The Supreme Court has made clear that the principle of preemption is the basis for the judicial exceptions to patentability. For this reason, questions on preemption are inherent in and resolved by the 35 U.S.C.S. § 101 analysis. The concern is that patent law not inhibit further discovery by improperly tying up the future use of these building blocks of human ingenuity. In other words, patent claims should not prevent the use of the basic building blocks of technology—abstract ideas, naturally occurring phenomena, and natural laws. While preemption may signal patent ineligible subject matter, the absence of complete preemption does not demonstrate patent eligibility. Where a patent's claims are deemed only to disclose patent ineligible subject matter under the Mayo framework, preemption concerns are fully addressed and made moot.

Facts:

Drs. Dennis Lo and James Wainscoat discovered cell-free fetal DNA ("cffDNA") in maternal plasma and serum, the portion of maternal blood samples that other researchers had previously discarded as medical waste. The invention, commercialized by Sequenom as its MaterniT21 test, created an alternative for prenatal diagnosis of fetal DNA that avoids the risks of widely-used techniques that took samples from the fetus or placenta. In 2001, Drs. Lo and Wainscoat obtained the '540 patent, which relates to this discovery. The parties agree that the patent does not claim cffDNA or paternally inherited cffDNA. Instead, the '540 patent claims certain methods of using cffDNA. Appellee Ariosa Diagnostics, Inc. makes and sells the Harmony Test, a non-invasive test used for prenatal diagnosis of certain fetal characteristics. Ariosa Diagnostics, Inc., Natera, Inc. and Diagnostics Center, Inc. each filed separate declaratory judgment actions from December 2011 through early 2012 against Sequenom alleging that they did not infringe the '540 patent.
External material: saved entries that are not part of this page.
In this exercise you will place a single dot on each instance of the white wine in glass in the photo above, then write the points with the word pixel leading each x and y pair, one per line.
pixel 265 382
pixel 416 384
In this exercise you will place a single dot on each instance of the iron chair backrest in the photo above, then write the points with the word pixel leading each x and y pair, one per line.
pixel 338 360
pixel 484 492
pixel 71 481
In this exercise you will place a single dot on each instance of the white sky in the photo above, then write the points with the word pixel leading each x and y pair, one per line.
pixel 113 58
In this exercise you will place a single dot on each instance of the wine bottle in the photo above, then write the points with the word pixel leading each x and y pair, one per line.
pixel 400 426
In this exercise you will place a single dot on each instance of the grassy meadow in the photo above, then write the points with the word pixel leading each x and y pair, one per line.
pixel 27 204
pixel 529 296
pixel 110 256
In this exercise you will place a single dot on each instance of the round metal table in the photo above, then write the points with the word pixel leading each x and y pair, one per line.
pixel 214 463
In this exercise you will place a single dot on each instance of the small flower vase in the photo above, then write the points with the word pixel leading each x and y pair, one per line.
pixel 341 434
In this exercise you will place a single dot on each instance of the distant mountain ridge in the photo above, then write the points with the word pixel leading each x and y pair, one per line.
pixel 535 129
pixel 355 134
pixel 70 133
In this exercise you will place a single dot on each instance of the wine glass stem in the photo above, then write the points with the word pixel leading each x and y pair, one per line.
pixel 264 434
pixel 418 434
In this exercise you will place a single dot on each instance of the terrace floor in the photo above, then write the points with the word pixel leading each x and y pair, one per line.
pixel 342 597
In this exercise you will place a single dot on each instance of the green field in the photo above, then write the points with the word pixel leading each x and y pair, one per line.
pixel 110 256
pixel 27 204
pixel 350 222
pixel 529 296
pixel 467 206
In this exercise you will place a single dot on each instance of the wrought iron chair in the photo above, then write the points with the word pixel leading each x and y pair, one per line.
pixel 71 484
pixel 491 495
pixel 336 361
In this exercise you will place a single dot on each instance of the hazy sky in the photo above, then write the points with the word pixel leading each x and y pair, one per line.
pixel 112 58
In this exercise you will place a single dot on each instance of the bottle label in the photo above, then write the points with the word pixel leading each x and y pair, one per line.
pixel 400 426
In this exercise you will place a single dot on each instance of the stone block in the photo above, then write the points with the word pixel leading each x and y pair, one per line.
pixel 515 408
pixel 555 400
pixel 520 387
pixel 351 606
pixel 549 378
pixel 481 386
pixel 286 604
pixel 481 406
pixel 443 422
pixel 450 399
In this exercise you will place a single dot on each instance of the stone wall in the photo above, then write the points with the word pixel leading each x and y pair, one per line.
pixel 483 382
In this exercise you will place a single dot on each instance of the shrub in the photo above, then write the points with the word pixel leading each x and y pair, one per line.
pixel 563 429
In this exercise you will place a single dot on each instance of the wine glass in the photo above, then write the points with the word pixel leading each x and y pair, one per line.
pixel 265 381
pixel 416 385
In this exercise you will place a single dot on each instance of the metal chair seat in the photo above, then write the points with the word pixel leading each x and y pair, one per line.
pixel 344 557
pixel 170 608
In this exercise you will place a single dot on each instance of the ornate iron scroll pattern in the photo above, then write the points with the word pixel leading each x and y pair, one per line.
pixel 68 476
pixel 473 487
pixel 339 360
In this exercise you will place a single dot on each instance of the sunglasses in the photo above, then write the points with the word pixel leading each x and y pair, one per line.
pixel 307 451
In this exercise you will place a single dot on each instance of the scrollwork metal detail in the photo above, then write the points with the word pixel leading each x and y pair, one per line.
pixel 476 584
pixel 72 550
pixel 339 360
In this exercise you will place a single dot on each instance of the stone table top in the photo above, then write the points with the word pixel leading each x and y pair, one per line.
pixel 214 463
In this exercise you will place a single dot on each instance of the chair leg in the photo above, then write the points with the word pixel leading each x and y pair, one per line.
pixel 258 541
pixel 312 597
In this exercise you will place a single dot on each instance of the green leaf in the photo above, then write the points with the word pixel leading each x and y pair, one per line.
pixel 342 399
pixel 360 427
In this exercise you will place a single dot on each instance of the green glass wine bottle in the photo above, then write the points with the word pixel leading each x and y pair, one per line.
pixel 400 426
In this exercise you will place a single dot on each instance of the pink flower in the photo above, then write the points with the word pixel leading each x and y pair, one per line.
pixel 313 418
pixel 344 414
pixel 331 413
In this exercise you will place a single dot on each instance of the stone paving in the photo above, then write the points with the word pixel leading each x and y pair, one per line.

Sequenom counterclaimed alleging infringement in each case. 

Issue:

Were the asserted claims of U.S. Patent No. 6,258,540 ("the '540 patent") patent-eligible?

Answer:

No

Conclusion:

Because patent claims were directed to the natural phenomenon of paternally inherited cell-free fetal DNA (cffDNA), and the claims merely added the steps of amplifying and detecting, which were well-understood, routine, or conventional activity when the application for the patent was filed, the patent was not directed to patentable subject matter under 35 U.S.C.S. § 101. The patentee's attempt to limit the breadth of the claims by showing alternative uses of cffDNA outside of the scope of the claims did not change the conclusion that the claims were directed to patent ineligible subject matter. Because the claims were deemed only to disclose patent ineligible subject matter, preemption concerns were moot.